Friday, March 4, 2016

warning, raw emotion....if you're going to judge, i ask you do not stay.

we've been having good days, but i still feel like i'm on a roller coaster. we shared our good news about cody's last mri and people are relieved and happy. trust me, we are too. but i feel people seem to act like it's over. it's all good now. i'm asked many times a day how cody is doing. and i can tell them, he's doing well. he's tired, but he's feeling good. but at the end of the day, he still has gbm. of course i don't tell them this, what a heartless downer i would be.

unfortunately, there is a huge lack of awareness. not all cancer is the same. just because cody has cancer, doesn't mean we can compare it to any other type of cancer. we are 8 months since diagnosis and im still always researching.

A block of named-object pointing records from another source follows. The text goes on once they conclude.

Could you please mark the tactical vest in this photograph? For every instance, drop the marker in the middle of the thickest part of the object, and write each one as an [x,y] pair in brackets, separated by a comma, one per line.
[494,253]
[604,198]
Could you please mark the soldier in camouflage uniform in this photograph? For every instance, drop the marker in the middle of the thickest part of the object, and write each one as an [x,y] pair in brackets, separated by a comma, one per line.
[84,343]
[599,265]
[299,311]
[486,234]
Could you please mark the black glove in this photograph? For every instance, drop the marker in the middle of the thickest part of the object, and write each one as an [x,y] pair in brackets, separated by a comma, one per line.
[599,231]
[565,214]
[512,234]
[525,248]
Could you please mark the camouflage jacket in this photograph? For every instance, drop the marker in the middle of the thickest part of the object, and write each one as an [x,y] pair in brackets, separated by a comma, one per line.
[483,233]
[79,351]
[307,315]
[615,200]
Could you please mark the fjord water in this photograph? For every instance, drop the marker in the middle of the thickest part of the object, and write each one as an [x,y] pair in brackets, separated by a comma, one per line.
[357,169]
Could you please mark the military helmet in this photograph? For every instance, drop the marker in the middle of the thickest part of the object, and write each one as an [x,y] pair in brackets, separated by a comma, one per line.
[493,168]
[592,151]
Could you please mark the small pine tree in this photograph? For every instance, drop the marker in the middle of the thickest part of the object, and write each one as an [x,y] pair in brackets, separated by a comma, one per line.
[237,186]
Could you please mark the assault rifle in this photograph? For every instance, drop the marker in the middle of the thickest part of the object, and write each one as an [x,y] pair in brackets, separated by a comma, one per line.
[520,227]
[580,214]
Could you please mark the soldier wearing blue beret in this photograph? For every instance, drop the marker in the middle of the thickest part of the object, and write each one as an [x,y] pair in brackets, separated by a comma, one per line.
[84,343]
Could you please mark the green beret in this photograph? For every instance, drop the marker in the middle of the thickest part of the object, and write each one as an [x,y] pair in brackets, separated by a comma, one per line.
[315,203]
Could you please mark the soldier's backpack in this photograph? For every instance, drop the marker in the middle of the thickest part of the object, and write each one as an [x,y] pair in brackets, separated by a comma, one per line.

-this is a cancer that attacks the most sacred of all human flesh--an organ that creates our identities.
-brain tumors are in such an eloquent area of the body that surgical and medical intervention may come with a fierce price.
-brain tumors represent an orphan disease, that research funds to push the field forward are not nearly as available as for the far more common cancers
-gliomas are like fingers...cells that creep into healthy tissue. therefore, you're never going to get all of the tumor. it is impossible to get every single tumor cell. recurrence is inevitable
-medical intervention can only do so much, without destroying the patient completely, so you can't be as aggressive as you can be with other organs, because if so, you're compromising the very essence of who a person is.
-the hunt for effective brain tumor drugs has a poor track record
-the largest obstacle to a drug breakthrough is the blood-brain barrier, a natural wall that separates circulating blood from brain fluid to protect the brain from bacteria. the very thing that keeps us healthy, also prevents us from getting drugs to the tumors.

that's the ticket people, the blood-brain barrier. while i get that all advice is well-intended, this barrier is the reason that so many other treatments that are working for "cancer" is not an option for brain cancer. this is what separates it from all other cancers and why treatment is so difficult.

gbm is treatable, not curable. it doesn't matter when it's diagnosed, what you do to treat it, how much is removed through surgery, it always wins.

although things are good now, i'm still haunted by the fact that this is not going to end well.

again, i can't describe the roller coaster of emotions. right now, i'm angry. very angry.